Calor apabullante, el de estos días primeros del verano. Hasta en el
Claustro Mudéjar de Chinchilla, en las noches del Festival de Teatro Clásico,
que ya es decir. El primer día, como siempre, echamos la chaqueta por si acaso.
El aire de la tarde hervía, y sin embargo, la experiencia aconsejaba proveer
ropa de abrigo. No hizo falta. Sudamos en las sillas rojas, mientras hacíamos
gimnasia cambiando de postura, ya que esas sillas tienen la extraña propiedad
de no adaptarse a ninguna anatomía. Pero al fin, ha sido reconfortante,
inesperadamente reconfortante el resultado. Primero sorprendió que hubiera
Festival, en medio del vendaval de recortes e imprevisiones.
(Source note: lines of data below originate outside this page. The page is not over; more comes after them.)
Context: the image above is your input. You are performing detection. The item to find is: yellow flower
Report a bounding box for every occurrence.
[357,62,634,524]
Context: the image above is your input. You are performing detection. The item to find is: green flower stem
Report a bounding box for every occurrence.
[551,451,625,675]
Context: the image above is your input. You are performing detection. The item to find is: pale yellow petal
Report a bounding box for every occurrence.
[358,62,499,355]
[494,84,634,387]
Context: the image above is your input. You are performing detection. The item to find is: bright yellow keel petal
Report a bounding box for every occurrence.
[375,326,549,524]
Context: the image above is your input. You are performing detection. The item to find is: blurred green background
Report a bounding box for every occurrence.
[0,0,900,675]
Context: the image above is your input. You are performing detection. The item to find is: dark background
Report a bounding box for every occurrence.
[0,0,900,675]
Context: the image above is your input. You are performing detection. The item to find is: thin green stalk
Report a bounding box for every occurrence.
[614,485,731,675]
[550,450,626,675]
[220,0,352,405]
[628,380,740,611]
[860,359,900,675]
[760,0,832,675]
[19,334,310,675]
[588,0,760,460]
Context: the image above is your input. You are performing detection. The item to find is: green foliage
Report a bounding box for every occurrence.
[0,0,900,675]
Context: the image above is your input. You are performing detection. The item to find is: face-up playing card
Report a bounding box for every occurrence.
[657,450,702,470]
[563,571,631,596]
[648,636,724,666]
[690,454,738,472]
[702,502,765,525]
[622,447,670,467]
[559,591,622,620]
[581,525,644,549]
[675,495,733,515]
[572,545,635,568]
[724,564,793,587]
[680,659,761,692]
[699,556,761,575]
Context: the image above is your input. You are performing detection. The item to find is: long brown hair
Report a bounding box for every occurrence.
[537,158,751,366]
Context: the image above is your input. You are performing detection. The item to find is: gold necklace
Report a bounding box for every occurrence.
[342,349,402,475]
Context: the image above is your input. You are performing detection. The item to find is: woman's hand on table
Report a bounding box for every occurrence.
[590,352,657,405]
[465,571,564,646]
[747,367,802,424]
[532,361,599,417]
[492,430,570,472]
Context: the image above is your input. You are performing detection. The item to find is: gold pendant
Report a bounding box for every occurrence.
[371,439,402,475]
Luego, mosqueaba
que se hubiera comprimido la semana de antaño en solo cuatro representaciones y
un concierto. Y mosqueaba más que en los programas de mano y en la revista
anunciadora, los políticos ocupen el espacio de las obras recortadas, posando como
si fueran el anuncio de otras tantas obras de teatro, de prometedora sonrisa y
corbata muy clásica. Las vaguedades con las que rellenan el resto de la página los
devuelven al papel insulso de políticos, y confirman que no han sido ellos los programadores
del Festival. El buen gusto es otra cosa. No he podido disfrutarlo entero,
porque otros ardores, los de la política municipal, me han secuestrado un par
de noches. Lo siento: me perdí a los Cachivaches de Ariza, que era lo que más
quería ver. Entre otras cosas porque el director es nuestro antiguo profesor de
teatro en el TEMA, el legendario Antonio Malonda. Mira que lo siento. En cambio
tuve ocasión de disfrutar de Gemma Cuervo en el papel de Celestina. Y digo
bien, de disfrutar. Al revés de lo que les pasa a otros, suelo esperar poco de
los actores popularizados por la televisión cuando se meten entre las tablas
del teatro. Pero la Cuervo, septuagenaria como es, tira de oficio, imanta el
escenario y llena de matices cada sílaba del texto, incluso cuando olvida el
texto y lo sustituye con morcillas, cosa que ocurre con frecuencia. Se lo
perdonamos. Incluso le perdonamos que a veces no le llegue la voz al cuello y
no se la oiga. En cambio no les perdonamos a Calixto y Melibea que sean tan
planos en su interpretación y no estén a la altura del resto del elenco, que
ralla a buena altura. Hago esfuerzos y no recuerdo un Calixto y una Melibea que
me hayan satisfecho por completo. No sé si será porque el perfil de ambos
personajes obliga a que sean jóvenes, y por tanto inexpertos, quienes los ponen
en pie. Aunque sin duda, lo mejor de La Celestina que nos ha visitado es la
versión de Eduardo Galán, que filtra la esencia de ese texto magnífico, pero
irrepresentable, convirtiéndolo en digestivo y salvando a la vez todos sus ecos
y primores. Al volver a casa, lo primero que hice fue irme a releer pasajes,
antes de que se perdiera el perfume. También la escenografía, cuyo autor no
figura en el programa. Aunque un poco aparatosa, resulta efectiva: cambia ambientes
y recrea lugares con un casetón móvil. En cambio no me gustó tanto la actuación
del también televisivo Daniel Albaladejo, el chófer de Cámara Café, en la obra
del martes. Era un Lope de Vega, Las flores de don Juan, ambientado en Valencia
y convertido en musical a lo Caetano Veloso. Aunque las voces de los actores no
fueran para tirar cohetes, aunque a veces se les liase el texto, el espectáculo
resulta refrescante. Todo menos Albaladejo, ya digo, que fuerza con lágrimas y aspavientos
la contrición de don Alonso. Es sabido que la clave del arte, de cualquier
arte, es atemperar el sentimiento, gobernarlo para que no se vaya de las manos
y se pueda expresar con matices, tal como hace la Cuervo, menos dotada
físicamente, pero con muchísimo más oficio. Finalmente, me perdí también la
obra de Ron Lalá, que hay quien dice que fue la mejor, lo que ya es decir. Y,
día a día, fue creciendo la luna sobre el Claustro de Santo Domingo. En el
Mercado Medieval la tenemos casi llena. Y corre el aire.